Co do huśtawek to radzę się zastanowić. Czytam właśnie książkę z poradami dla rodziców - listy i odpowiedzi specjalistów. Wielu rodziców skarży się, że są problemy z usypianiem dziecka jak się je przyzwyczai do ciągłego noszenia na rękach, zasypiania w wózkach i bujania w takich huśtawkach.
 
Zgadzam się w 100% jedyne z tych rzeczy o których piszecie (sterylizatory, podgrzewacze itd) w które warto się zaopatrzyć wcześniej to laktator albo chociaż pożyczyć bo jak na trzeci dzień przychodzi nawał pokarmu to bywa ciężko ja wysłałam mojego W do sklepu i sprzedawczyni poleciła mu bardzo drogi ręczny laktator z Aventu którym nie mogłam ściągnąć ani kropli tak jak i wiele moich koleżanek ale oczywiście są kobiety które są z niego zadowolone (np siostra mojego W) potem kupiłam sobie laktator z medeli i to był strzał w dziesiątkę można je kupić przynajmniej u nas w szkołach rodzenia ale są też na allegro
co do sterylizatora to mam taki do mikrofalówki ale praktycznie go nie używałam
podgrzewacza potem do słoiczków ale to pewnie dlatego że moje dziecko nie chciało pić z butelki i karmiłam je przez 1,5 roku piersią co zresztą jest bardzo wygodne i tanie
a ja właśnie mam medeli i zadowolona nie jestem. Nic nim nie mogłam ściągnąć. Juz lepszy był Tommee Tippee,, który niestety usmażyłam w mikrofali (zaponiałam nalać wody do sterylizatora :zawstydzona/y:) trudno powiedziec co dla kogo będzie dobre.

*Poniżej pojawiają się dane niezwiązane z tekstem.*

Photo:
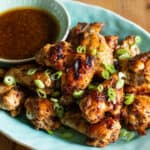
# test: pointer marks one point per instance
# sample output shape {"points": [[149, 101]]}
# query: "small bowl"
{"points": [[53, 7]]}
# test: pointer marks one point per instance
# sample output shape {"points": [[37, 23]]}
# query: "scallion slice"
{"points": [[81, 49], [100, 87], [57, 75], [105, 74], [32, 71], [129, 99], [111, 94], [39, 84], [78, 94], [41, 93], [9, 80]]}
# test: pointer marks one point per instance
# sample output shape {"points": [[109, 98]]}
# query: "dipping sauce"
{"points": [[24, 31]]}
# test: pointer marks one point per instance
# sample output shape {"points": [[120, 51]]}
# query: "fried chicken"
{"points": [[57, 56], [41, 113], [95, 105], [11, 99]]}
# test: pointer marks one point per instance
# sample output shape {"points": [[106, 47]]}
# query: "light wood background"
{"points": [[135, 10]]}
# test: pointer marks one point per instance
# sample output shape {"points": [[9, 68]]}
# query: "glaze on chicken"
{"points": [[41, 113]]}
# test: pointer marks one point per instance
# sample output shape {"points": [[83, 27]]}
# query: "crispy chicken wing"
{"points": [[22, 77], [95, 104], [87, 35], [129, 44], [41, 113], [100, 134], [137, 115], [11, 99], [79, 74], [56, 55], [137, 72]]}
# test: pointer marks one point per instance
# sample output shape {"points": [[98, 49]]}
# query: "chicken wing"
{"points": [[11, 99], [137, 115], [56, 55], [22, 77], [95, 105], [137, 72], [100, 134], [79, 74], [41, 113]]}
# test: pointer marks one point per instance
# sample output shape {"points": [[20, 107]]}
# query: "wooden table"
{"points": [[135, 10]]}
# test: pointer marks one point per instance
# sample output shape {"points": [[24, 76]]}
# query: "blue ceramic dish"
{"points": [[21, 132]]}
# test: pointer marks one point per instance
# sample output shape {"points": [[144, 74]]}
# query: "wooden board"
{"points": [[135, 10]]}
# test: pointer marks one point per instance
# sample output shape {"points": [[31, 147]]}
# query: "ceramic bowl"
{"points": [[54, 7]]}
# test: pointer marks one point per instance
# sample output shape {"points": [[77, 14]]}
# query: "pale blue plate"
{"points": [[21, 132]]}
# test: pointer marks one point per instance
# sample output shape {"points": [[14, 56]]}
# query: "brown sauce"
{"points": [[24, 31]]}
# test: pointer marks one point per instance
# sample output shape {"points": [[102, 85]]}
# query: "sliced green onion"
{"points": [[129, 99], [120, 84], [78, 94], [59, 110], [91, 87], [9, 80], [39, 84], [41, 93], [124, 56], [111, 94], [126, 135], [50, 132], [93, 52], [57, 75], [100, 87], [55, 94], [105, 74], [110, 68], [121, 75], [67, 135], [121, 51], [55, 100], [32, 71], [81, 49], [48, 72], [138, 39]]}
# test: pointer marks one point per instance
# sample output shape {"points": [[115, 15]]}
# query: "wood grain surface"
{"points": [[135, 10]]}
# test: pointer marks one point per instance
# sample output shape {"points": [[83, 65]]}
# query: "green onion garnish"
{"points": [[78, 94], [55, 100], [81, 49], [50, 132], [138, 39], [126, 135], [39, 84], [122, 54], [100, 87], [111, 94], [55, 94], [67, 135], [91, 87], [129, 99], [59, 110], [31, 72], [120, 83], [48, 72], [110, 68], [41, 93], [57, 75], [9, 80], [105, 74], [93, 52]]}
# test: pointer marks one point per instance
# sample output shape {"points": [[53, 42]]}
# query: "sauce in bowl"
{"points": [[24, 31]]}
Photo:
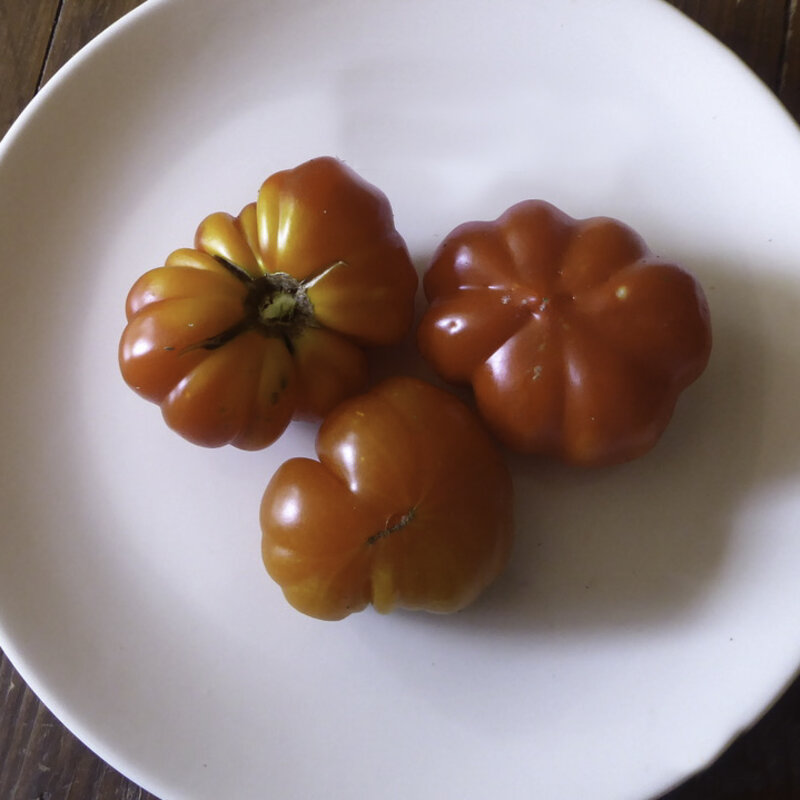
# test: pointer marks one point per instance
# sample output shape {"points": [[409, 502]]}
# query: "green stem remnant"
{"points": [[393, 527], [276, 304]]}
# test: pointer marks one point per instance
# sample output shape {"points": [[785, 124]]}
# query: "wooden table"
{"points": [[39, 758]]}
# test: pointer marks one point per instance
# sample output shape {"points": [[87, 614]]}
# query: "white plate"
{"points": [[650, 610]]}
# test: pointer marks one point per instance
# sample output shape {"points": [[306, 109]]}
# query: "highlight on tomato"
{"points": [[575, 338], [409, 505], [266, 317]]}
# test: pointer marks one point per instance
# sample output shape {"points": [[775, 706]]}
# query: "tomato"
{"points": [[576, 339], [409, 505], [265, 319]]}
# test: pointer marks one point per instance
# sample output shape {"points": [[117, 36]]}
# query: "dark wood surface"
{"points": [[39, 758]]}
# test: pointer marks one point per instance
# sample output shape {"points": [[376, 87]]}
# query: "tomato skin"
{"points": [[576, 339], [266, 317], [409, 506]]}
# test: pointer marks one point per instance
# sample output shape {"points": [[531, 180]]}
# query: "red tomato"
{"points": [[265, 319], [409, 505], [576, 339]]}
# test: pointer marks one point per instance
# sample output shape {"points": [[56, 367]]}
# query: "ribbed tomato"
{"points": [[576, 339], [409, 505], [266, 317]]}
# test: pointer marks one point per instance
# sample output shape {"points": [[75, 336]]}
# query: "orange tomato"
{"points": [[576, 339], [264, 320], [409, 505]]}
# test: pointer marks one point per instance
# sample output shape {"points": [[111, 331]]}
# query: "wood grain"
{"points": [[25, 31], [39, 758], [789, 89], [754, 29], [78, 23]]}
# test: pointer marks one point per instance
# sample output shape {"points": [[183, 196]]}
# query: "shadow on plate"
{"points": [[642, 543]]}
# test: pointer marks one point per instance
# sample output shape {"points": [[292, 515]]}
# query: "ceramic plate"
{"points": [[649, 612]]}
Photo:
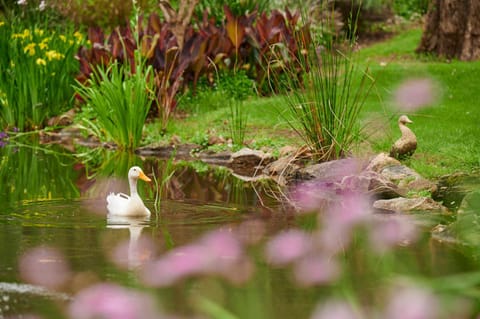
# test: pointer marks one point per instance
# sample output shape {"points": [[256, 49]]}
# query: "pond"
{"points": [[56, 241]]}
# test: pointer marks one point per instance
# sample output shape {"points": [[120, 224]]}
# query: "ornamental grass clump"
{"points": [[119, 102], [37, 69], [326, 101]]}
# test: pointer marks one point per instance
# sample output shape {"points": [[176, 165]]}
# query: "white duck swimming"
{"points": [[124, 205], [407, 143]]}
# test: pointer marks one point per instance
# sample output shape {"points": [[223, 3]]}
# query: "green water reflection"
{"points": [[52, 199]]}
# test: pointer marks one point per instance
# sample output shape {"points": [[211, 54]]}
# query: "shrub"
{"points": [[37, 69], [119, 101]]}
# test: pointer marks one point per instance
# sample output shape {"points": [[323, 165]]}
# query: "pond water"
{"points": [[53, 200]]}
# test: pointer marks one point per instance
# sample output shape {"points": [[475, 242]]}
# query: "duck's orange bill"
{"points": [[144, 177]]}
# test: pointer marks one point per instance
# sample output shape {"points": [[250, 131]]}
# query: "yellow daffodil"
{"points": [[30, 48], [24, 35], [43, 45], [38, 32], [41, 61], [78, 36], [53, 55]]}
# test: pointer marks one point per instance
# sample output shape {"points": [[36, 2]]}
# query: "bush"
{"points": [[120, 102], [37, 69]]}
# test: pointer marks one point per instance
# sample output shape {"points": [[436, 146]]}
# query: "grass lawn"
{"points": [[447, 131]]}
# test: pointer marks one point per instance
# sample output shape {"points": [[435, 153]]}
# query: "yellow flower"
{"points": [[41, 61], [30, 48], [53, 55], [43, 45], [38, 32], [78, 36]]}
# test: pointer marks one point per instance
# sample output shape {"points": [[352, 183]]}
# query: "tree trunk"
{"points": [[452, 29]]}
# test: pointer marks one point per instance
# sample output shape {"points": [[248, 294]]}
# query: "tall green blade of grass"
{"points": [[325, 103], [120, 101]]}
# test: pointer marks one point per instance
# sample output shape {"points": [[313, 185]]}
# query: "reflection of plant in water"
{"points": [[161, 184], [32, 173], [238, 122]]}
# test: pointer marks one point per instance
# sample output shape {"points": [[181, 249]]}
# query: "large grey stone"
{"points": [[380, 161], [249, 162], [425, 204], [333, 171]]}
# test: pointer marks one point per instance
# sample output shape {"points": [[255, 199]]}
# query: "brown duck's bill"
{"points": [[144, 177]]}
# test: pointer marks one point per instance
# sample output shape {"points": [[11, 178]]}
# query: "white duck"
{"points": [[407, 143], [123, 205]]}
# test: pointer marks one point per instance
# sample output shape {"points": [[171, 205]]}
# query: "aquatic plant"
{"points": [[37, 69], [238, 121], [325, 103], [119, 101]]}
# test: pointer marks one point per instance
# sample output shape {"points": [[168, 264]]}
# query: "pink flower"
{"points": [[109, 301], [44, 266], [335, 309], [415, 93], [288, 247], [412, 303]]}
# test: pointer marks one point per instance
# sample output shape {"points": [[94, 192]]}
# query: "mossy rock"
{"points": [[451, 189]]}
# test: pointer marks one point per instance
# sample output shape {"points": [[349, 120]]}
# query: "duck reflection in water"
{"points": [[138, 250]]}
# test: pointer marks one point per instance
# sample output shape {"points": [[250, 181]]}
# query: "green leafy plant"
{"points": [[238, 121], [120, 101], [37, 68], [325, 104]]}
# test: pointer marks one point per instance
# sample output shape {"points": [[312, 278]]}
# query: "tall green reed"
{"points": [[119, 102], [325, 102], [37, 69], [238, 121]]}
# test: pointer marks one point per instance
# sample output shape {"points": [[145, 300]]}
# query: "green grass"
{"points": [[447, 132]]}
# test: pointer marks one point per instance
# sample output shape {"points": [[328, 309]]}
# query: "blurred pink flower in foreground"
{"points": [[412, 303], [109, 301], [335, 309], [340, 220], [44, 266], [415, 93], [392, 231], [218, 253], [288, 247]]}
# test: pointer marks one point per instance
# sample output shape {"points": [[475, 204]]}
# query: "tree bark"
{"points": [[452, 29]]}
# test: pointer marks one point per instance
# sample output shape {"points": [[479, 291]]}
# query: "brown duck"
{"points": [[407, 143]]}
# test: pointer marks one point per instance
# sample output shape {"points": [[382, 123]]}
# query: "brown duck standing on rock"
{"points": [[407, 143]]}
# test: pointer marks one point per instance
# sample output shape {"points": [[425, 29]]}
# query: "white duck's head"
{"points": [[404, 120], [136, 172]]}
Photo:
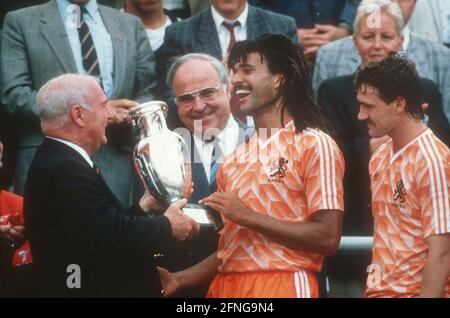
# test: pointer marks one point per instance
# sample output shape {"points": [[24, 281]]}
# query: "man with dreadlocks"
{"points": [[280, 194]]}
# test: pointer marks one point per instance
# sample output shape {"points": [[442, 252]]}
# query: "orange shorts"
{"points": [[267, 284]]}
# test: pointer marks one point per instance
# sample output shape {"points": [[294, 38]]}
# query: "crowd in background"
{"points": [[135, 42]]}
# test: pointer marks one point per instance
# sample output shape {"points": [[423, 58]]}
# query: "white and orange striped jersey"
{"points": [[289, 176], [410, 201]]}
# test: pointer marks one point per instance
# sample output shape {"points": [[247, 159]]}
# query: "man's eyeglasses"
{"points": [[206, 94]]}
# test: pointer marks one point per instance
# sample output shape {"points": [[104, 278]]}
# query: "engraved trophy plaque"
{"points": [[162, 160]]}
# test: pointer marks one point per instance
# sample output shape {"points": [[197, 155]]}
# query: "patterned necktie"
{"points": [[88, 52], [230, 27]]}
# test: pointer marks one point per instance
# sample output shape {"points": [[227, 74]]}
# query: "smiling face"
{"points": [[253, 83], [381, 118], [213, 113], [374, 43]]}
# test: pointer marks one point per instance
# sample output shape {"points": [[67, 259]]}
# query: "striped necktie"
{"points": [[216, 157], [88, 52]]}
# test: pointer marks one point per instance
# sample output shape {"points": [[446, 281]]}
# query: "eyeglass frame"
{"points": [[196, 93]]}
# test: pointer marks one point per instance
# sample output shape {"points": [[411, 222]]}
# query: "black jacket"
{"points": [[72, 217]]}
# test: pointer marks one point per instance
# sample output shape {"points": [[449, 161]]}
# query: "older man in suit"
{"points": [[80, 36], [85, 243], [433, 60], [214, 32]]}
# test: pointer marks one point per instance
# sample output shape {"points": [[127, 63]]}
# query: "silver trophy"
{"points": [[162, 161]]}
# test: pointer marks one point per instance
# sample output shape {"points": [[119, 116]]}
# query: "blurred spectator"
{"points": [[337, 96], [431, 20], [154, 18], [214, 32], [432, 59], [319, 21], [198, 5], [120, 55]]}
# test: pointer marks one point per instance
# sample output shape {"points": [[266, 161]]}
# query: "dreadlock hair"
{"points": [[287, 59], [393, 77]]}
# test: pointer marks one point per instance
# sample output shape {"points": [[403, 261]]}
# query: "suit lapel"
{"points": [[207, 36], [119, 48], [54, 33]]}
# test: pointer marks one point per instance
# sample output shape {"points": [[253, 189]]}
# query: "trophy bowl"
{"points": [[162, 161]]}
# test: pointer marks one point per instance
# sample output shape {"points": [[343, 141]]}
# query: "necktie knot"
{"points": [[231, 25]]}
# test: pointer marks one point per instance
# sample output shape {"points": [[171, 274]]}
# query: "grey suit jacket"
{"points": [[198, 34], [432, 62], [35, 48]]}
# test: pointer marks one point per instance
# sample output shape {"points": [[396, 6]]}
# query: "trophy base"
{"points": [[204, 215]]}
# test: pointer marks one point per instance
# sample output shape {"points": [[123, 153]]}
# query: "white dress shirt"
{"points": [[228, 141]]}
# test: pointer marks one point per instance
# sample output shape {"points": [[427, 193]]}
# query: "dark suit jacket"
{"points": [[198, 34], [338, 97], [73, 218]]}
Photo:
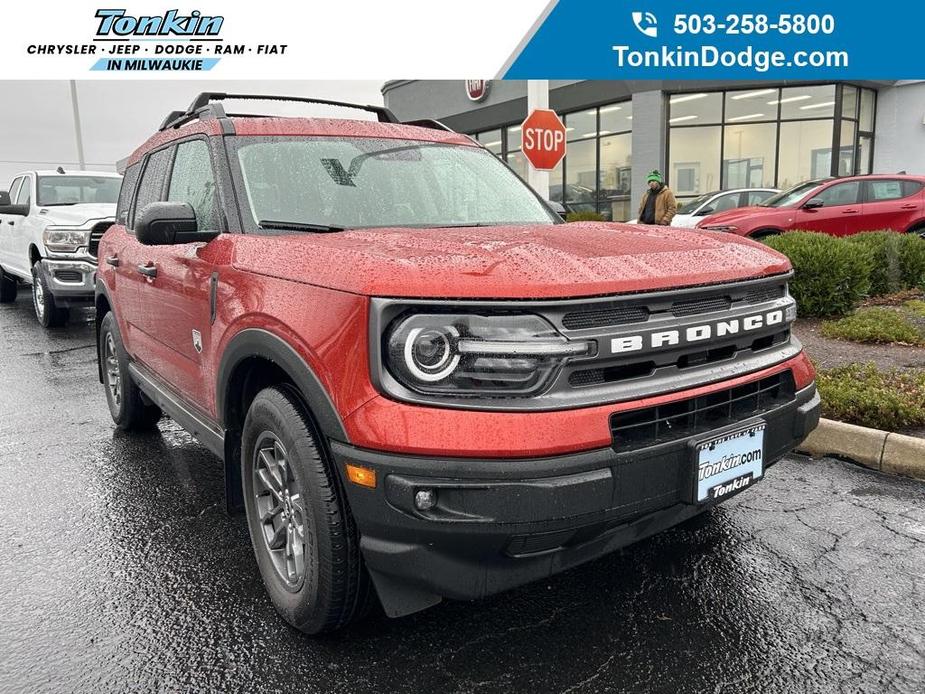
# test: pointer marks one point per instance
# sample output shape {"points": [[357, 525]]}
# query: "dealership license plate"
{"points": [[729, 463]]}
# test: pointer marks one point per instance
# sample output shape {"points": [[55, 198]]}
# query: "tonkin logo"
{"points": [[170, 23]]}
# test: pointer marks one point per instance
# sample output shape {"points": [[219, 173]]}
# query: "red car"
{"points": [[422, 383], [837, 206]]}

A co do pamiętnika to bardzo fajna sprawa. Ja dostałam jak się Kuba urodził. I... wstyd się przyznać ale za leniwa jestem do tego. Na bieżąco nie uzupełniam a potem nie mogę sobie przypomniec i w rezultacie mam tylko polowę uzupelnione
 
różnie to bywa z tym ściąganiem ale mówiąc szczerze nie spotkałam się żeby komuś nie wychodziło tym z Medeli
ja zaopatrzyłam się we wszelkie cuda woreczki do zamrażania pokarmu butelki i lipa Zuzka nie chciała z niech pić więc musiałam zrobić sobie przerwę na studiach
a moje spore zapasy mrożonego mleka zjadły kury mojej babci...:sorry:
teraz od początku przynajmniej raz na tydzień będę dawała moje mleko z butelki żeby mała się przyzwyczaiła
 
reklama
różnie to bywa z tym ściąganiem ale mówiąc szczerze nie spotkałam się żeby komuś nie wychodziło tym z Medeli
babka w sklepie powiedziała mi, ze często kobiety, które mają za duzo pokarmu albo bardzo duże piersi skarżą sie na Medelę. Ale na każdy się ktoś skarży. Bo piersi są różne. Tera zastanawiam się nad tym aventu ale koniecznie chcę elektryczny, a on już jest bardzo drogi.
Może wcale nie będzie mi potrzebny, ale muszę mieć wybrany żeby szybko później kupić jak będzie potrzebny. Ktos pisał, ze byl zadowolony z tufi, a one są niedrogie, więc może.